Paradoxalement, il y a quelque chose de très enfantin, dans cette propension naturelle et ludique à dire et faire des cochonneries, à montrer des adultes s’amuser à des jeux d’adultes mais comme des mômes. Mais comme chacun sait, il faut s’avoir s’arrêter à temps et les enfants, on a parfois du mal à les canaliser ; aussi Jean-Marie a, c’est vrai, un peu de mal à maintenir le rythme alerte dans la totalité du métrage. Mais comme les blagues les plus courtes sont toujours les meilleures, ses films ont le mérite de ne pas être très longs.
Le cinéma de Pallardy est trivial, épicurien, rabelaisien. Les blagues un peu salaces qu’on hésite à dire en public, Pallardy les filment sans se poser de questions, constamment en roue libre. Même s’il peut parfois paraître consternant ou lassant, force est de reconnaître que cette décontraction proche du « je m’en foutisme » paraît quasi inédite dans l’histoire du cinéma. Emerge alors la sensation d’assister à quelque chose de totalement révolu, comme le témoignage d’une époque où l’on pouvait se permettre sans aucune honte de placer un sifflement de train sur une paire de fesses, les années de nos parents, les années de sexe sans sida, ce qui laisse passer un je ne sais quoi de mélancolique … Nous sommes avant tout devant un beau vestige d’expression des années 70, déculpabilisé, décomplexé, et qui parvient, l’air de rien, à travers son art des galipettes et des polissonneries, sans peur et sans inhibition, à transmettre une pure énergie de vie.

Les copies ne sont pas de toute première jeunesse mais ce sont les meilleures existantes et le Chat qui fume a clairement fait tout ce qu’il pouvait pour obtenir le résultat le plus probant, comme on peut l’apprendre dans le très intéressant entretien avec Heatcliff concernant la restauration.

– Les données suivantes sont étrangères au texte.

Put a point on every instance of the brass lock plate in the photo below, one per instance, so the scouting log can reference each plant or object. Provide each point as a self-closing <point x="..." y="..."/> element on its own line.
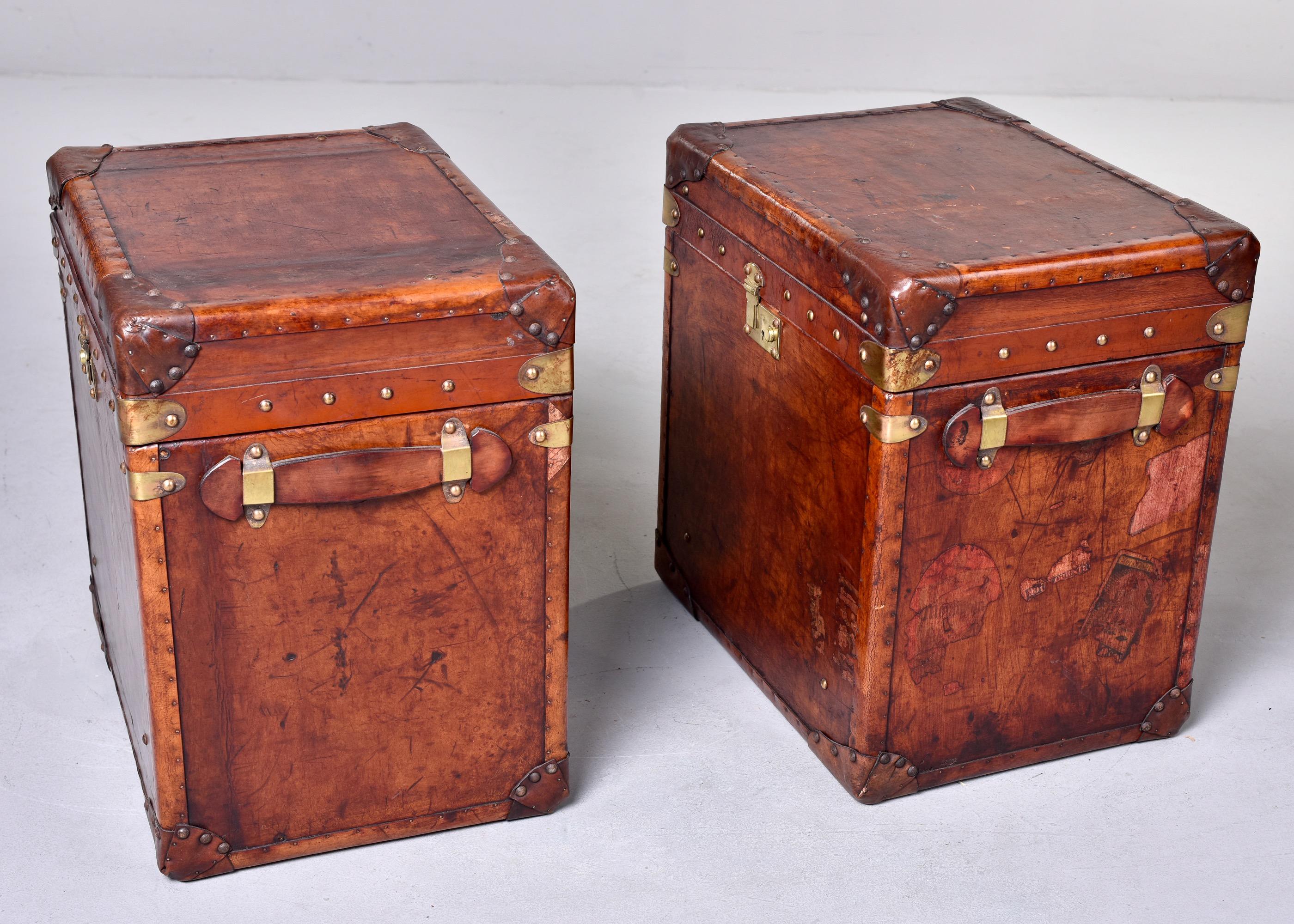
<point x="761" y="324"/>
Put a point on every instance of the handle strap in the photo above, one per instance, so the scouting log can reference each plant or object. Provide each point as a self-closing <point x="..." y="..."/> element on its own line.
<point x="976" y="432"/>
<point x="249" y="487"/>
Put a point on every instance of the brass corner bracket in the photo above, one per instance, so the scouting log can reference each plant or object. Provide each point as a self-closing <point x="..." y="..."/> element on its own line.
<point x="897" y="429"/>
<point x="149" y="419"/>
<point x="897" y="371"/>
<point x="1230" y="324"/>
<point x="548" y="373"/>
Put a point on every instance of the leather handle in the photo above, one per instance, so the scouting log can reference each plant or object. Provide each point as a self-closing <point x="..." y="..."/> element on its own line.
<point x="1064" y="419"/>
<point x="355" y="475"/>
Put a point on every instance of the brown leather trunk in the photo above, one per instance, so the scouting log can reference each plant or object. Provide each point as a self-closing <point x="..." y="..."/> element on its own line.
<point x="945" y="407"/>
<point x="323" y="396"/>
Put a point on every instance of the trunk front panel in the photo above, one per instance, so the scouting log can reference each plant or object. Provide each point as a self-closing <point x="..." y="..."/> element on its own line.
<point x="1045" y="598"/>
<point x="356" y="663"/>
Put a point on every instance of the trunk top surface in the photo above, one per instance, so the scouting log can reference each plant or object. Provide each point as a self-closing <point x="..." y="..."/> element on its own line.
<point x="913" y="218"/>
<point x="174" y="248"/>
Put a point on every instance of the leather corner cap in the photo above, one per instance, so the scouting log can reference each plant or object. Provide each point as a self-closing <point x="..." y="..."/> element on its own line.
<point x="691" y="148"/>
<point x="985" y="110"/>
<point x="69" y="164"/>
<point x="408" y="136"/>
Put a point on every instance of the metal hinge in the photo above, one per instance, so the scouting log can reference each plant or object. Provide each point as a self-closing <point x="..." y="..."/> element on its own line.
<point x="761" y="324"/>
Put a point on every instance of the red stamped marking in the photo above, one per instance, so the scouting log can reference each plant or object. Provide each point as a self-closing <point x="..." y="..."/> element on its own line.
<point x="1126" y="601"/>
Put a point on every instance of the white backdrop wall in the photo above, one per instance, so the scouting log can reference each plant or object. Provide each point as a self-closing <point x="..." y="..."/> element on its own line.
<point x="1184" y="49"/>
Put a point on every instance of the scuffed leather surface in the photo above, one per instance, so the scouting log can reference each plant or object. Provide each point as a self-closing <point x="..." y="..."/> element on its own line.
<point x="68" y="164"/>
<point x="691" y="148"/>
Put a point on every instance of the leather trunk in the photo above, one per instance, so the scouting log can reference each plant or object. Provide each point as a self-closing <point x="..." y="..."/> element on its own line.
<point x="323" y="394"/>
<point x="944" y="416"/>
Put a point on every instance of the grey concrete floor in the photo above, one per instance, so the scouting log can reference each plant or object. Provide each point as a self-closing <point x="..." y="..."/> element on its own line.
<point x="694" y="800"/>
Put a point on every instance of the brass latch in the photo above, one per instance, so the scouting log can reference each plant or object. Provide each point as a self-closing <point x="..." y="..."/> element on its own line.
<point x="258" y="485"/>
<point x="761" y="324"/>
<point x="1152" y="404"/>
<point x="87" y="358"/>
<point x="456" y="460"/>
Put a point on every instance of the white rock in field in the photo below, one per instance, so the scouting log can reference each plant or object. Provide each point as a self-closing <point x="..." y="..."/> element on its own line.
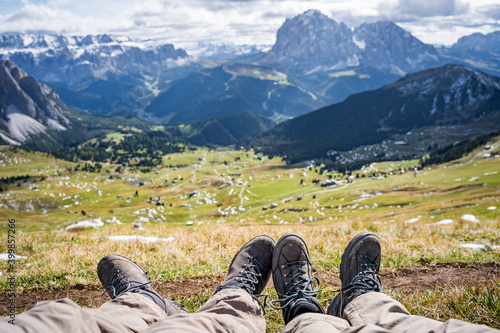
<point x="413" y="220"/>
<point x="476" y="246"/>
<point x="442" y="222"/>
<point x="95" y="223"/>
<point x="469" y="218"/>
<point x="5" y="256"/>
<point x="141" y="239"/>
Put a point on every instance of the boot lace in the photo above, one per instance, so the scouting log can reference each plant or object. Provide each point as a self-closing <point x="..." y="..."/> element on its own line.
<point x="300" y="287"/>
<point x="367" y="280"/>
<point x="120" y="284"/>
<point x="248" y="279"/>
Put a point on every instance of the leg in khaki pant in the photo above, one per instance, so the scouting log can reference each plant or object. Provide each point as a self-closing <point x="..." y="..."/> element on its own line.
<point x="130" y="312"/>
<point x="230" y="310"/>
<point x="359" y="307"/>
<point x="381" y="310"/>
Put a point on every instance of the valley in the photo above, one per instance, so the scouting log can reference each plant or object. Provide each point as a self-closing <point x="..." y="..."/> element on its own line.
<point x="68" y="217"/>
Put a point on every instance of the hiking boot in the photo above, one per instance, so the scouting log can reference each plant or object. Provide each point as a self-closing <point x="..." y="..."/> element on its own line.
<point x="250" y="269"/>
<point x="293" y="279"/>
<point x="358" y="271"/>
<point x="119" y="275"/>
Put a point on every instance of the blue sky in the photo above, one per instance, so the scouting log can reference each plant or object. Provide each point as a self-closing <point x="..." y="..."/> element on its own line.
<point x="185" y="22"/>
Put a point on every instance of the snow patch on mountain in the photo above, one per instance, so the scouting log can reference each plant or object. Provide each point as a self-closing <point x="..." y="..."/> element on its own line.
<point x="21" y="126"/>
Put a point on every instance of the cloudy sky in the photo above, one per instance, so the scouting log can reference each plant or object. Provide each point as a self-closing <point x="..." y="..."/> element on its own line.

Dans chaque dvd Le journal érotique de Jean Marie Pallardy est un remarquable témoignage dans le rétroviseur, sur une période de cinéma révolue.
Son langage est plus que fleuri, il est drôle, se souvient de tout et ne tarit pas en anecdotes truculentes sur les tournages. On y apprend par exemple que les propriétés étaient prêtées par des châtelains qui voyaient les figurants se balader toute la journée, tous nus dans leurs parcs… Il est presque conseillé de voir ce doc avant les films pour comprendre véritablement l’état d’esprit Pallardy et mieux le recadrer dans le contexte d’une époque. Il un caractère presque historique, soulignant l’aspect libertaire et contre culturel d’une certaine forme de cinéma d’exploitation, un cinéma qui n’aurait plus aucune chance d’exister aujourd’hui.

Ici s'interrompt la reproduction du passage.